There is a common belief that comforting a dog that is scared, anxious or stressed will just reinforce or encourage them to feel this way. This belief is incorrect. Fear is an emotional response and one that a dog does not choose or makes a decision to experience. We cannot reinforce something that is an involuntary, uncontrolled response.
Imagine an intruder broke into your home, tied you up and took off with your belongings. After freeing yourself and getting help, a close friend arrives to see how you are. Your friend tells you that she can see that you’re really anxious and scared but she’s just going to completely ignore you, is not going to attempt to comfort you, sit with you or give you a hug because by doing that she will cause you to feel even more afraid and upset. Does that reaction make any sense? Dogs experience a range of emotions and the same principle applies to them. Why then is it still believed that you should ignore your dog? Probably because there is confusion or misunderstanding about the difference between an emotional response - which is an involuntary response and a learned response - which has varying degrees of conscious control.

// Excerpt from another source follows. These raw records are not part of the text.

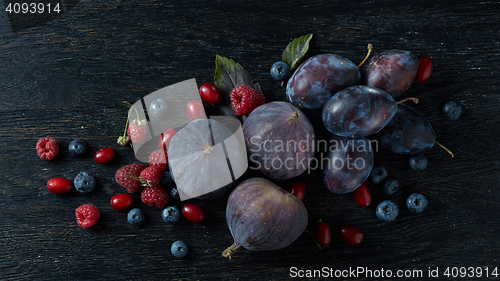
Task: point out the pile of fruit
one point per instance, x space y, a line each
358 106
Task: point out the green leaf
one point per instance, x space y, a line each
229 74
296 50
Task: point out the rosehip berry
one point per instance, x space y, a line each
122 201
424 70
322 234
59 185
298 189
104 155
362 195
210 93
193 212
351 234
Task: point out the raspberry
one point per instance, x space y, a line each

If we acknowledge that providing comfort and support to a dog that is experiencing these emotions will not reinforce them, do we know that providing comfort will reduce these emotions? Research on this subject is showing evidence that providing comfort and support in stressful situations decreases a dog’s heart rate, salivary cortisol levels, reduces stress responses and increases calm behaviour. Ignoring a dog’s emotions because of misinformed advice that this will change the behaviour is not helpful. Recognise the emotions for what they really are and be there for your dog.